Today, the Minnesota Court of Appeals issued an opinion in Stoltenberg v. American National Property Casualty Company. In this case, Jessie Stoltenberg was passenger in a vehicle driven by her longtime boyfriend. The two were stuck by another driver. The at-fault driver did not have sufficient insurance coverage to fully compensate her for her injuries, so she brought an uninsured motorist claim against her boyfriend’s policy. Stoltenberg was a named insured under said insurance policy.
At the time Stoltenberg’s boyfriend obtained the policy in 1997, the policy provided underinsured motorist coverage in the amount of $250,000 to a person in Stoltenberg’s shoes. In 2005, the insurance company reduced coverage to a person in Stoltenberg’s shoes to $25,000, which is a decrease of $200,000 in coverage. To notify Stoltenberg’s boyfriend of the policy change, the insurance company buried said notice in a lengthy packet of information without clear and conspicuous notice of the reduction.

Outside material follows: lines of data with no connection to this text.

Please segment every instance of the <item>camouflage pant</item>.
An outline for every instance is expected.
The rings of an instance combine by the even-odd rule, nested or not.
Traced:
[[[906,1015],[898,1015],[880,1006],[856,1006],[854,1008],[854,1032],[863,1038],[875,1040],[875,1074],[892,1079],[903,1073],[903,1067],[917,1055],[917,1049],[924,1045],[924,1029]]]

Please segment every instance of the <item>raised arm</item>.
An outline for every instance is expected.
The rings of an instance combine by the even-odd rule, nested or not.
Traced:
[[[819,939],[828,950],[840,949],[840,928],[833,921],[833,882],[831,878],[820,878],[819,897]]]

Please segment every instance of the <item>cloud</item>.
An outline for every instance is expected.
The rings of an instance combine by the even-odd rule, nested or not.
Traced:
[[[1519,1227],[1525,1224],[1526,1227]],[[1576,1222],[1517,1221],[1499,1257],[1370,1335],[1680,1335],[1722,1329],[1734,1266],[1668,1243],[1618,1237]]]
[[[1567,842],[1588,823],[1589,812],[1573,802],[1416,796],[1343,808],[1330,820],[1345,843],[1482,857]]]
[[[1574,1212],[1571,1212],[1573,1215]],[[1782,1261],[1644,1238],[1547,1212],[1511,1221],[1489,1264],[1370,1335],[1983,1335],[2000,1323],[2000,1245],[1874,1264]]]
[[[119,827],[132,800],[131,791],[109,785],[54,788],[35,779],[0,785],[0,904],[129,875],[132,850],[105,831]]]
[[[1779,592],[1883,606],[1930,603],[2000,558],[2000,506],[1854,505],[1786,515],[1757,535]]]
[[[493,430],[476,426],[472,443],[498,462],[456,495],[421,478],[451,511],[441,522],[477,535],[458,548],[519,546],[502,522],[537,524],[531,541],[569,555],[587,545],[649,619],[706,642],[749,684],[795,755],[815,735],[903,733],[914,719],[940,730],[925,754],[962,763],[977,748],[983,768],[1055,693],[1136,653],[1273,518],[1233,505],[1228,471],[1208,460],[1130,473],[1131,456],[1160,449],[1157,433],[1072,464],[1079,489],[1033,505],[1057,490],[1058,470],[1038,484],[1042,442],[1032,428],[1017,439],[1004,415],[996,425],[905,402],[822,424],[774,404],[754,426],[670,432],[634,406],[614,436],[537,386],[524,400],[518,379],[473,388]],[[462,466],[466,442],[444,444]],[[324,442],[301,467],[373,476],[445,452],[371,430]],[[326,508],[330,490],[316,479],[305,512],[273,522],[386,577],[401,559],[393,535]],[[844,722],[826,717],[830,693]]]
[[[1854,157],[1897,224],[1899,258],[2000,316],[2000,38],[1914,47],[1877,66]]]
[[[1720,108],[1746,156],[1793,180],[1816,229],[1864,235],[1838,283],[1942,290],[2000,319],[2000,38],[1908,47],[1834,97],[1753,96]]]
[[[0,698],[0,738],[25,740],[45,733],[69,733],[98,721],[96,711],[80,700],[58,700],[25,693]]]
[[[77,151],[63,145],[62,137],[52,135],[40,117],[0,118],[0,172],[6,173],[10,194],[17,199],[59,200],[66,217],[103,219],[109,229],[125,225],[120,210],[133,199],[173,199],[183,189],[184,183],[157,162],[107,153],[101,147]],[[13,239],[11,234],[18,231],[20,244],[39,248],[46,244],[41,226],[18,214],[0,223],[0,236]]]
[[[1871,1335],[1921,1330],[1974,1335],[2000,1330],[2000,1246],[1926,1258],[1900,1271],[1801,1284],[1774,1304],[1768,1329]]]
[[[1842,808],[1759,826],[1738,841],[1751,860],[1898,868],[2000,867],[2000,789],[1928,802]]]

When Stoltenberg brought her underinsured motorist claim, the insurance company insisted that only $25,000 was available to her.
Stoltenberg, represented Jennifer Olson of Schwebel, Goetz & Sieben, P.A., argued in district court that the insurance company substantially reduced coverage, which required the insurance company—under longstanding Minnesota law—to clearly and conspicuously notify the policyholder of the substantial reduction. Because it failed to do so, Stoltenberg was entitled to the full $250,000 in coverage. The district court agreed.
The insurance company appealed this decision. Attorney Charles Bird and Grant Borgen filed a brief in support of Stoltenberg’s position on behalf of the Minnesota Association for Justice. Attorneys Bird and Borgen argued—in part—that, because of the significant danger that reductions in coverage will slip past a busy insured when renewing an existing insurance policy, an insurance company that substantially reduces coverage must notify insureds with a loud horn and flashing lights about said policy reductions. This is because the typical consumer who has been satisfied with his or her coverages for years is interested in getting the premiums paid and moving onto other important matters. Consumers satisfied with their insurance coverage look at the bill itself, not the fine print that accompanies the bill. Minnesota law protects consumers and prevents insurance companies in such a circumstance from pulling a fast one on its insured.
The Minnesota Court of Appeals agreed with Olson, Bird, and Borgen. The court held that reducing coverage from $250,000 to $25,000 constituted a significant reduction in coverage. The court also concluded that burying the reduction in a lengthy packet of information is not sufficient notice. This means Stoltenberg is entitled to $250,000 in insurance coverage to compensate her for her injuries.
This is a big win for Stoltenberg and all consumers in Minnesota.